“Less is more” when sharing personal information online says Canada’s Privacy Commissioner Jennifer Stoddart. The Commissioner is delivering this message as part of her Office’s countdown to Data Privacy Day, which is marked annually by organizations around the world on January 28th.
“We are living in a digital age, where our online activities can easily be tracked, stored, shared and analyzed, and we are under constant pressure to share more personal information,” notes the Commissioner. “But given the power and complexity of today’s technologies, we should all be thinking less is more when it comes to sharing personal information on the Internet.”
Canadians are the world’s biggest Internet users, logging an average of 43.5 hours of online browsing per month, almost twice the global average, according to a recent global ComScore report on Internet use and online trends. However, many do not fully understand the implications this has for their privacy. Once their personal information is on the Internet, they have very little control over who sees it, how it is used, or how long it will be available.
“By sharing less personal information, we can help limit our exposure and the risks of our personal information being misused, abused or disclosed without consent.”
So, whether we are social networking, using an app on a mobile device, or signing up for discounts and deals, we need to think carefully about the personal information we are putting into cyberspace.
“Less is more” is also good advice for businesses and organizations that collect personal information notes Commissioner Stoddart. “Collecting and holding excess data raises the risks for your customers, but it is also costly for your business,” she warns. “It increases your risk of data breaches—which can be damaging to your reputation and expensive to clean up.”
This week, the Office of the Privacy Commissioner of Canada joins governments, privacy professionals, corporations, academics and students from around the world, in marking Data Privacy Day, an annual international celebration designed to promote awareness about privacy and education about best privacy practices.
In support of Data Privacy Day, the Office of the Privacy Commissioner of Canada will be engaging in a number of activities in the week to leading up to January 28, such as the launch of some new youth privacy tools, and presentations to youth, public servants, businesses and staff. The Office has also produced some new resources, such as posters and graphics which can be used to raise awareness of privacy in any organization.
Three new tools to help young Internet users protect their privacy during a presentation by Commissioner Stoddart to students at Ottawa’s Hopewell Avenue Public School on Tuesday, January 24, 2012.
The Internet has become one of the most powerful tools kids have to connect with friends and make new ones.
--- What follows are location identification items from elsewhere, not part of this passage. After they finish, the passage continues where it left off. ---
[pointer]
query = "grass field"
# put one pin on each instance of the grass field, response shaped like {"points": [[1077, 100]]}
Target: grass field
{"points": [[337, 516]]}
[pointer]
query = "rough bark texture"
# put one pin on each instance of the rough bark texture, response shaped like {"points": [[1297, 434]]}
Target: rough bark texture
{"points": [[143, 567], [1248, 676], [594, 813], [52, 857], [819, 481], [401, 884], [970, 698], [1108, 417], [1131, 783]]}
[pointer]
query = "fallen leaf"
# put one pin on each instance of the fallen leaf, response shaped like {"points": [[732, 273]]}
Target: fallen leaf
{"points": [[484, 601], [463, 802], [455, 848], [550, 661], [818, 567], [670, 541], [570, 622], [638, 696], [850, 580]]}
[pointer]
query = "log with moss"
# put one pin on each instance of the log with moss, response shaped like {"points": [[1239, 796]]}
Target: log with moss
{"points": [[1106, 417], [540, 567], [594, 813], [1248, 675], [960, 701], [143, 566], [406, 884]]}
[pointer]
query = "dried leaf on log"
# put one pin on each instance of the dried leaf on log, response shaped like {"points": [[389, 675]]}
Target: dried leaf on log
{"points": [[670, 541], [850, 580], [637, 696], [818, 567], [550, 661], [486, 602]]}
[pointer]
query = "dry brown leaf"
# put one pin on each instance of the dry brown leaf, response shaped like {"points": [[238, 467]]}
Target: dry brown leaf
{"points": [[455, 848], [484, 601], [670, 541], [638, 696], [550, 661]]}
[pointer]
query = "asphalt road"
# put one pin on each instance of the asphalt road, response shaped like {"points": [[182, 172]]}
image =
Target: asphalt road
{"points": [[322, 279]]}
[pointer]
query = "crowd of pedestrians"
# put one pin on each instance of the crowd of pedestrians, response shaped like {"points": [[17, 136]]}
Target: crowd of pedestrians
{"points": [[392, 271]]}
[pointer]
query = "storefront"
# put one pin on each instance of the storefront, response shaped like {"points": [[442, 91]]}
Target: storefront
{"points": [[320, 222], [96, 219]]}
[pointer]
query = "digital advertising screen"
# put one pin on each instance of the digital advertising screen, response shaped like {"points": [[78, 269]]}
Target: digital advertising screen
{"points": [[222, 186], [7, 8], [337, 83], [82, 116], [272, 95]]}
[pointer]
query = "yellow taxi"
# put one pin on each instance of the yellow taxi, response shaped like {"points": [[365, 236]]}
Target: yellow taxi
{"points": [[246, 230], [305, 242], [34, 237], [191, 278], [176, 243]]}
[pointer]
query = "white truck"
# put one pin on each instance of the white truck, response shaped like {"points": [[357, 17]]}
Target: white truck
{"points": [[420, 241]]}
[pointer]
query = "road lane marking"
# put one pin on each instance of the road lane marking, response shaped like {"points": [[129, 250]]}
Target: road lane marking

But the online world is a complex and rapidly evolving environment, and many kids don’t fully understand the impact that some of their activities may have on their privacy.
The new tools are designed to help teachers and parents communicate with young people about the privacy risks associated with online activities. These new tools build on the work the Office has been doing to educate youth about online privacy issues and encourage them to take steps to protect their personal information.